Si vous écoutez attentivement une chanson comme “Passer By” sur le premier album de Mattafix, vous vous rendez compte que le titre “New Age” (ndlr: présent sur l’album solo de Marlon Roudette) n’est pas si différent. Mattafix était le résultat de plusieurs styles. Mais peut-être que j’ai l’impression que ma musique a évolué du fait de la contribution personnelle assez conséquente que j’ai dû apporter pour ce nouvel album. Plusieurs membres de mon entourage et quelques journalistes qui ont écouté l’album me disent qu’ils entendent quelques éléments du “son Mattafix”. Mais comme je l’ai dit, le nouvel album est bien plus personnel. C’est la musique qui prime. C’est un aspect que j’avais très envie de développer. Dans ce but, j’ai travaillé avec de nombreux compositeurs, plus traditionnels dans leur approche musicale. Je n’ai fait qu’y ajouter mon côté moins soigné, issu de la rue, par la suite.

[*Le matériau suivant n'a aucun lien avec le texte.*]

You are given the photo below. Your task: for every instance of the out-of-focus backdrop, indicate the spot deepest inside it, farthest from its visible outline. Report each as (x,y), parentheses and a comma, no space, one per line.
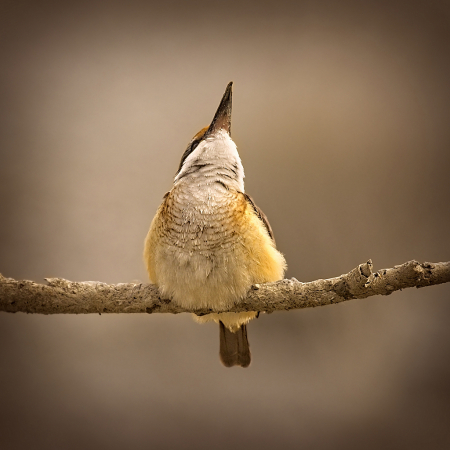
(341,116)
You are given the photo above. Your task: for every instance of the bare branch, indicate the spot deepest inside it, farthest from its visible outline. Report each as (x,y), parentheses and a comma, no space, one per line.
(60,296)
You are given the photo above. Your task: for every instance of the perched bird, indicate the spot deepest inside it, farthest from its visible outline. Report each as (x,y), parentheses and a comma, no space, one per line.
(208,242)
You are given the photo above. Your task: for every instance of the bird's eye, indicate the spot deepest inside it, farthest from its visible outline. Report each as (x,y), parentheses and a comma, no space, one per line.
(194,145)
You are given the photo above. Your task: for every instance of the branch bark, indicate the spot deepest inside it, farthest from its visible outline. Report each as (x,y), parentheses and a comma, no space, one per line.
(61,296)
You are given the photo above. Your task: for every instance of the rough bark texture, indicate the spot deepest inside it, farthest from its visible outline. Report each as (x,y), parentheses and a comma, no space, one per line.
(60,296)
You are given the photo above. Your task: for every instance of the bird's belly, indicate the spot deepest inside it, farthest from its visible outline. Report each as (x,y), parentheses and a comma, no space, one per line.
(209,277)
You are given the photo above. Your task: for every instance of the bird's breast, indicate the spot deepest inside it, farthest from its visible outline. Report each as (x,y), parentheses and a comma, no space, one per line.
(207,220)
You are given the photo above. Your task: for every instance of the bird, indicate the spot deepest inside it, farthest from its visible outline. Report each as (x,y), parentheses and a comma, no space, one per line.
(208,242)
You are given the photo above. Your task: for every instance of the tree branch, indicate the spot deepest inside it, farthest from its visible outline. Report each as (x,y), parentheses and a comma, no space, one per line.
(60,296)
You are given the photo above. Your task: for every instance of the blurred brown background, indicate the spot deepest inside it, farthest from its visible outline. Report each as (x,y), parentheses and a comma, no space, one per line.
(341,116)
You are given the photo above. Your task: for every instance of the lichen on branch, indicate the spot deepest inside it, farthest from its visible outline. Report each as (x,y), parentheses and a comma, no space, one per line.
(61,296)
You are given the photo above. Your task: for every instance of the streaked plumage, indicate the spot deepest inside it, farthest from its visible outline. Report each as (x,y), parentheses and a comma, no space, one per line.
(208,242)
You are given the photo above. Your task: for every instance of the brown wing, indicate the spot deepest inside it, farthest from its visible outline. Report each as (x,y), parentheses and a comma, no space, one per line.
(260,215)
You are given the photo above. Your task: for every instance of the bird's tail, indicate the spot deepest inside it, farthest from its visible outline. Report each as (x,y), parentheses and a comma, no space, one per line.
(234,348)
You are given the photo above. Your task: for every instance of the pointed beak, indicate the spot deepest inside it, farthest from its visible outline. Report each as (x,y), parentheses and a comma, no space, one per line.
(222,118)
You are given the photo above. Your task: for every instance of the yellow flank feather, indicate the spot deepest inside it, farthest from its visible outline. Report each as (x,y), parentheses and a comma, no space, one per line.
(214,268)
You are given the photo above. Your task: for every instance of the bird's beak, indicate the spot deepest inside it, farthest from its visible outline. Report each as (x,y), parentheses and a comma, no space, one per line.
(222,118)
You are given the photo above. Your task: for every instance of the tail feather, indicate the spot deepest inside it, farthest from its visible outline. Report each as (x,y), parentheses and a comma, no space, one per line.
(234,348)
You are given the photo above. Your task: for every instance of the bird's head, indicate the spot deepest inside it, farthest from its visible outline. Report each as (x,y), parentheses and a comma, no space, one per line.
(212,146)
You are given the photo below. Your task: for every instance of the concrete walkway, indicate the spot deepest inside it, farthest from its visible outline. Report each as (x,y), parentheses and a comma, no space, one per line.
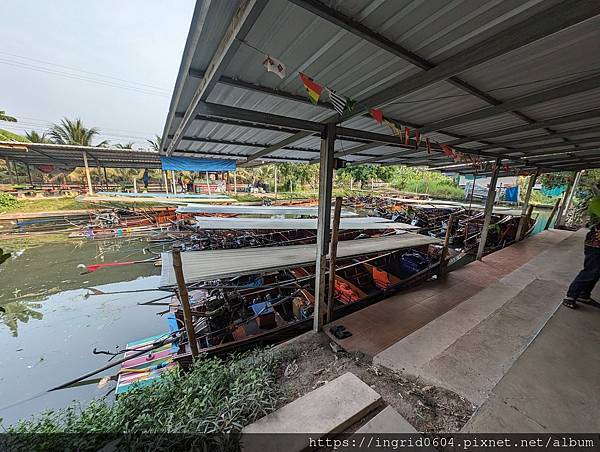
(555,385)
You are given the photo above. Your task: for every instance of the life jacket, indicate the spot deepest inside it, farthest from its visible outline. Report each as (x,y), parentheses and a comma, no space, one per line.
(345,293)
(381,278)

Pourquoi avoir décidé de quitter Mattafix et se lancer en solo ?
Je suis parti du groupe tout d’abord pour des raisons logistiques. La créativité de Mattafix s’était essoufflée. Preetesh Hirji et moi-même étions en quelque sorte emprisonnés dès que nous étions en studio. Pour nous, il était devenu évident qu’il fallait se séparer.. Ca m’a fait mal au coeur. La transition n’a pas été facile pour moi. Mais une fois que mes chansons ont commencé à circuler et que j’ai commencé à avoir des retours dessus, je me suis rendue compte que c’était définitivement la bonne solution.
Votre nouvel album s’appelle “Matter Fixed”. Est-ce un clip d’oeil à Mattafix ?

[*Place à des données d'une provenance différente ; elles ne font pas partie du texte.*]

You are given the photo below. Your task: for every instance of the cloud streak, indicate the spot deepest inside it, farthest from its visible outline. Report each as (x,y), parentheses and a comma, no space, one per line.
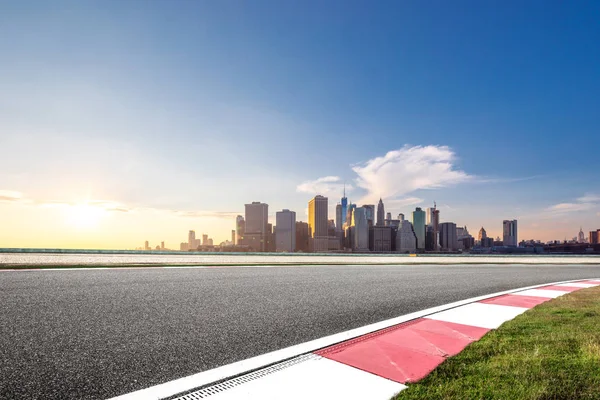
(403,171)
(11,196)
(327,185)
(584,203)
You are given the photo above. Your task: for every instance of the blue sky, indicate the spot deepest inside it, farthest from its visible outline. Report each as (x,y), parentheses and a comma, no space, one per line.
(199,106)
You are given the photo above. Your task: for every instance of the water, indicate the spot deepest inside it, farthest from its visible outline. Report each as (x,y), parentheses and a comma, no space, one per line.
(102,257)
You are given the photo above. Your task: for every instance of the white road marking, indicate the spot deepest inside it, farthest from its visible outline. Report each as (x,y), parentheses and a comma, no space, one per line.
(577,284)
(204,378)
(550,294)
(489,316)
(315,378)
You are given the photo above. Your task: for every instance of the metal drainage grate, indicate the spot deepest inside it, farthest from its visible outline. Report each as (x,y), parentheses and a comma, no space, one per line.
(231,383)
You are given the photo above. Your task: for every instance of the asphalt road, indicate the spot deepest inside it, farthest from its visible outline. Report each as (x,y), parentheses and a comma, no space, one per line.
(93,334)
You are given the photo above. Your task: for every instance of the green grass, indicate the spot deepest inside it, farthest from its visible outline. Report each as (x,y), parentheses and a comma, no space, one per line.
(550,352)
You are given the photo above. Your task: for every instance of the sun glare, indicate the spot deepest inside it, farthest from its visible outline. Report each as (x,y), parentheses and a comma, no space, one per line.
(85,216)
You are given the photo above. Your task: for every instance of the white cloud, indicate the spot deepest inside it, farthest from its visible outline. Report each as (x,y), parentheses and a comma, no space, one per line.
(584,203)
(408,169)
(327,186)
(111,206)
(403,202)
(10,196)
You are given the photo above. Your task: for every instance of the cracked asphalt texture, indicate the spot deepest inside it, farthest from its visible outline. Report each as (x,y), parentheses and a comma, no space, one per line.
(94,334)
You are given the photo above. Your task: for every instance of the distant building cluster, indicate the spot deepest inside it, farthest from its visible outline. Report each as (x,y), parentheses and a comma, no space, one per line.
(369,229)
(194,244)
(361,229)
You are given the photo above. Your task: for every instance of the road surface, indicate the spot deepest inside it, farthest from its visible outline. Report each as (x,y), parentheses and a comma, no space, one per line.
(94,334)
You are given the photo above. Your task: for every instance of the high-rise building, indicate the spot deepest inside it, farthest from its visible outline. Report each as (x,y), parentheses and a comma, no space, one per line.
(348,221)
(302,237)
(433,221)
(406,240)
(370,213)
(580,236)
(380,239)
(360,229)
(429,217)
(380,213)
(594,237)
(419,227)
(240,227)
(482,234)
(256,224)
(285,231)
(192,239)
(510,232)
(317,223)
(344,207)
(338,217)
(448,239)
(270,239)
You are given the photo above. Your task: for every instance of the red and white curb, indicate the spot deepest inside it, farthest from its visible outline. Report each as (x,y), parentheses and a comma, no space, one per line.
(373,362)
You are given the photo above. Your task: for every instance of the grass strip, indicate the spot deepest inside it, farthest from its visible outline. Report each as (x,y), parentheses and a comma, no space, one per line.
(550,352)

Absolument. Je ne sentais pas prêt à quitter le groupe. Ensemble, nous sommes partis en tournée dans le monde entier. Nous avons écrit des chansons extraordinaires. Nous avons passé des moments formidables. Je suis une sorte de leader de groupe malgré moi. Quand j’étais petit, je n’étais pas le genre d’enfant à s’entraîner devant un miroir avec un faux micro dans les mains. Je ne me suis jamais vu faire ça. J’adore avoir une équipe. Je travaille mieux avec des gens autour de moi. Je suis plus un collaborateur. Je n’étais pas prêt à lâcher tout ça. C’est aussi une expression aux Caraïbes. Elle a un sens très important pour beaucoup de personnes là-bas. Voilà pourquoi j’y suis attaché.
Vous sentez-vous à l’aise avec le fait d’être seul maintenant sur scène ?
Oui, mais je pense que je ne l’aurais pas fait si ces chansons n’étaient pas les miennes et si ma créativité n’était pas là à 100%. Je ne pense pas avoir la voix qu’il faut pour interpréter les chansons de quelqu’un d’autre. Mais je me suis tellement investi dans cet album et dans l’histoire qu’il raconte que c’est plus facile pour moi d’être seul sur scène.
Vous faites parler de vous dans toute l’Europe et vous espérez percer en France également. Que savez-vous sur la France et qu’aimez-vous dans notre pays ?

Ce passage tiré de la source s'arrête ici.